Technology can be scary for older adults. While young people spend hours on social media, emailing and even banking online, a much smaller senior population has embraced the use of electronic devices to enhance their quality of life.
According to a recent Pew Research study, a whopping 60 percent of adults ages 75 and older say they never use the internet, and less than half (41 percent) say they do not have broadband services.
"Learning new things definitely takes more time as you get older," says Neil Charness, a researcher at the Center for Research and Education on Aging and Technology Enhancement. He says older people often decide whether to adopt technology only after weighing its perceived benefits.

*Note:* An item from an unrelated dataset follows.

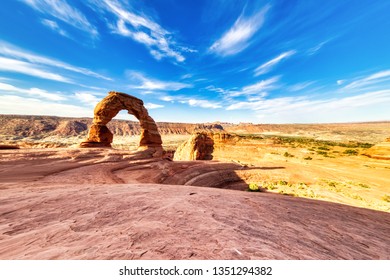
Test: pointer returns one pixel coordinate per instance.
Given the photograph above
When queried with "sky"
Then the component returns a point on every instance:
(291, 61)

With frequent news headlines about banks being hacked and stories about elder-fraud, the thought of becoming a newbie within the daunting world of technology can seem overwhelming.
Through the support and involvement of family and friends, older adults have the opportunity to experience meaningful rewards for their efforts in adopting technology. These experiences can add joy and fulfillment through time spent together as well as uncovering tangible benefits of the technology that enhance the lives of all involved.
Here are a few ideas to help your older loved one learn to embrace technology:
Discuss the Benefits
Today’s technology keeps families and friends more connected through email and social media platforms, while instant photos and video chat can make distances seem shorter between long-distance loved ones. Technology found in smartphone apps also makes tracking your health easier for both the patient and caregivers and can provide reminders, including those designed to reduce medication errors.
Give Them a Show-Me Moment
Overcoming fear often involves a hands-on demonstration of how something works. Sit down with your loved one and set up new devices together, discussing key functions and features to remove the mystery for your parent and ensure confidence. It also helps you to become more familiar with the details of the device should questions come up by phone when you can’t be there in person. You may also want to suggest additional resources such as a service plan or books for seniors from their public library or online sources.
Adjust Settings for Special Needs
Most devices have the ability to adjust the text size for better readability, among other features. Look at these settings together so your loved one will start with each at a comfortable setting and know how to change them should the need arise.
Check in frequently to answer questions and ease potential frustration. Create lots of opportunities to enjoy the benefits of the new technology by including some fun. Have a grandchild send a nice e-card or play a current iPad game together. Connect your parent with a long-lost friend or relative and encourage correspondence. These positive experiences can have an endearing effect that encourages persistence in the learning process.
Ensure Internet Safety
Unfortunately, seniors are at an increased risk for being targeted by fraud. Be sure to discuss the importance of safeguarding information shared online and what types of information should never be shared. Educate them about using unique and secure passwords and staying up-to-date on security software as well as current scams and schemes. As a caregiver, this is an important and ongoing role. With this type of help and support from loved ones, seniors can overcome their fear of technology and embrace its many benefits.